That New York Post cartoon

Wednesday the New York Post ran a cartoon that featured the chimpanzee apparently dead on the ground with two police officers standing over his lifeless body. One comments to the other, “They’ll have to find someone else to write the next stimulus bill”.

This cartoon caused somewhat of an uproar in some circles. Some people evidently believed that the dead chimp was supposed to be President Barack Obama.

Why they thought this I’m not exactly sure. I’ve never heard President Obama compared to a chimp, though I have heard President George W. Bush compared to a chimp.

When I saw the cartoon, I figured the artist was trying to take two topics from current events — the stimulus bill and the Connecticut chimp attack — and spin them into a single cartoon. Both topics were written about extensively in the New York City papers.

I think that if someone looks at this cartoon and sees some kind of racist undertone, their own prejudices are to blame, not the artist. And Presidents don’t even write bills. They sign them into law or they veto them. Members of the House and the Senate write bills.


  1. Cayusa says

    I thought pretty much the same way you did. I was actually a bit surprised when people started yelling racism about it. This cartoon being racist was the furthest thing from my mind when I saw it.

  2. jenn says

    I don’t think the Post cartoonist had racist intentions, but somebody there had to foresee that the chimp imagery had the potential to be taken as offensive.

    • says

      Was anyone really offended over this cartoon?

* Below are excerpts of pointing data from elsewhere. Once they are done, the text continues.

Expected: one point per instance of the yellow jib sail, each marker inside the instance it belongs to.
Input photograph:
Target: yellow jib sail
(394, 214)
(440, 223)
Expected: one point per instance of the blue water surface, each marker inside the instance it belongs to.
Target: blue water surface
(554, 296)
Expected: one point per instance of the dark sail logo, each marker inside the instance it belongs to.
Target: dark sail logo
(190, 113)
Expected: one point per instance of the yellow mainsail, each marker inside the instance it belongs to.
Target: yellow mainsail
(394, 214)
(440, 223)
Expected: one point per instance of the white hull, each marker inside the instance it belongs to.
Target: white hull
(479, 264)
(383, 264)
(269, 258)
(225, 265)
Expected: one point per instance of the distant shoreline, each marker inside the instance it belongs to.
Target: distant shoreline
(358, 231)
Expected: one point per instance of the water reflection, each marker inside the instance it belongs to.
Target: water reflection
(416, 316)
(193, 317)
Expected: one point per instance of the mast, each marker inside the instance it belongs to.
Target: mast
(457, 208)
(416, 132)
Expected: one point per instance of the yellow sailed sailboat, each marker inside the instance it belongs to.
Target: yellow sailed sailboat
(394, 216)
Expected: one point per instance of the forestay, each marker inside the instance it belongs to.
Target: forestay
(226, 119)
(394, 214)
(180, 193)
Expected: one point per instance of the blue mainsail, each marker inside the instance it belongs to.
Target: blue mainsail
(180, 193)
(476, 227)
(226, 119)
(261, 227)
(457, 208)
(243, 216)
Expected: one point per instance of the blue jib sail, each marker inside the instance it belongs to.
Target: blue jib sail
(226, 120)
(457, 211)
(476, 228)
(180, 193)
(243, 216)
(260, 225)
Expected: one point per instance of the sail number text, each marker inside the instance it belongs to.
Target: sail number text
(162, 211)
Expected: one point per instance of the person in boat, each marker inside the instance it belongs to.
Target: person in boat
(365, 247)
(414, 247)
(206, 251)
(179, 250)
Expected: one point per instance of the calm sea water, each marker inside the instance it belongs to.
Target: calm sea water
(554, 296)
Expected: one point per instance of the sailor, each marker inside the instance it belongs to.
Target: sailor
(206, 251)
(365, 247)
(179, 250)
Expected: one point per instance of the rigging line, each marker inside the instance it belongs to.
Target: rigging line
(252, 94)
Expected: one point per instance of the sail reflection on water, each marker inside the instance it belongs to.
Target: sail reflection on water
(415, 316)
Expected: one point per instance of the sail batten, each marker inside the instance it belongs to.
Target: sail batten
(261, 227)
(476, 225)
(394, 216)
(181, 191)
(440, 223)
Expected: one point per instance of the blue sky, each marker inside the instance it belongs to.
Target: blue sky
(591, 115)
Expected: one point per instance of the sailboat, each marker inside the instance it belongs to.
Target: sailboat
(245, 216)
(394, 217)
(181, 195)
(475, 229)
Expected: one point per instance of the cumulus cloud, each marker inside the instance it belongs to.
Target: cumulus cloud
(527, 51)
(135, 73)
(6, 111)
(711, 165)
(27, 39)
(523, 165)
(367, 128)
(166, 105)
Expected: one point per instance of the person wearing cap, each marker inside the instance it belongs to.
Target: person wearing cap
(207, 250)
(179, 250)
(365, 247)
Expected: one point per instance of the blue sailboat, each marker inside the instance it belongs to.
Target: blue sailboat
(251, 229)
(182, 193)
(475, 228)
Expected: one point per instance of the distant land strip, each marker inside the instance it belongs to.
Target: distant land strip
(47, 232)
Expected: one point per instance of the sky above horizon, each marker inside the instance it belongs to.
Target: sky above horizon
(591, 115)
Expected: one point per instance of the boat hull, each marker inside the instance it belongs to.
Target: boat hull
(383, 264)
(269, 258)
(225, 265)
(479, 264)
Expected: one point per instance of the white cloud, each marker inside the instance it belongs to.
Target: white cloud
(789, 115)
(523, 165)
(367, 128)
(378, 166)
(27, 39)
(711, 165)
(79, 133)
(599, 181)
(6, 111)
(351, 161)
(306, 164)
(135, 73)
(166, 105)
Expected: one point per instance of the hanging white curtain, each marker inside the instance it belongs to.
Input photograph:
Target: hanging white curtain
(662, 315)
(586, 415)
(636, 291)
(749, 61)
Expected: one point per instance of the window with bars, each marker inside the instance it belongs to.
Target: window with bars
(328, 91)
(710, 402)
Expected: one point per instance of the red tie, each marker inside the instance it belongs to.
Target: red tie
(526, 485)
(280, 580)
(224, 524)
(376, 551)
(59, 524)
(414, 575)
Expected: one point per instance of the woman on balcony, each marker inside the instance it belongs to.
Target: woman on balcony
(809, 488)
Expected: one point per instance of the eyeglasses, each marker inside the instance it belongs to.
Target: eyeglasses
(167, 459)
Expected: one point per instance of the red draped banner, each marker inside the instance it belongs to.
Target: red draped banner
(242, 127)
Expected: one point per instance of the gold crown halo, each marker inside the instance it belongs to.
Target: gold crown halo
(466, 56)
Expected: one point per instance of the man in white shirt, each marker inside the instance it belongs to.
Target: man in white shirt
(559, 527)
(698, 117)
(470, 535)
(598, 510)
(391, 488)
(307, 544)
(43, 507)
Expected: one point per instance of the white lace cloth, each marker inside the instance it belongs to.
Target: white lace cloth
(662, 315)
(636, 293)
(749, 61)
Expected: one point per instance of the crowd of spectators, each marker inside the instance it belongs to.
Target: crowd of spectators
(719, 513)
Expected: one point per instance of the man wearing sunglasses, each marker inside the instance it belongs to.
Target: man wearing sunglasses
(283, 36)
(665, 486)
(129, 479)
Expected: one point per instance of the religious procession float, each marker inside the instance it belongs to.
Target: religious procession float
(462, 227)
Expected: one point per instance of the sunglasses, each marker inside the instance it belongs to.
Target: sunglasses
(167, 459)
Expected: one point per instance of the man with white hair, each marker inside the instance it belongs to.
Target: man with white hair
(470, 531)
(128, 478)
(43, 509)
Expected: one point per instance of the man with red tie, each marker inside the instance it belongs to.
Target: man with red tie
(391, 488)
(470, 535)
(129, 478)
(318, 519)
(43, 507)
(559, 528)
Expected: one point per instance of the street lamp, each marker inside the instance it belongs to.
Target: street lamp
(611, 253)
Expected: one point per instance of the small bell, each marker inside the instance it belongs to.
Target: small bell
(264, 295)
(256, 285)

I just don’t see it. This cartoon had nothing to do with either Obama, African-Americans, or race. If anyone could take offense to this cartoon it would be people from PETA or some other animal group.

      The problem — at least as I see it — is that when people decided to cry racism over something as silly as this, it tends to negate the impact when something that is truly racist rears it’s ugly head. When people decide to get all worked up over something like this, it’s hard to take them serious over anything else.

      • jenn says

        Agree with what you’re saying; Al Sharpton must have a Batphone set up in his house to be alerted of things like this cartoon. He was the most vocal critic of the cartoon, and he’s the first person I think of when you say “When people decide to get all worked up over something like this, it’s hard to take them serious over anything else.” What I was suggesting earlier almost sounds like an artist would have to compromise their idea so the overreacting element doesn’t possibly get offended–which is sad.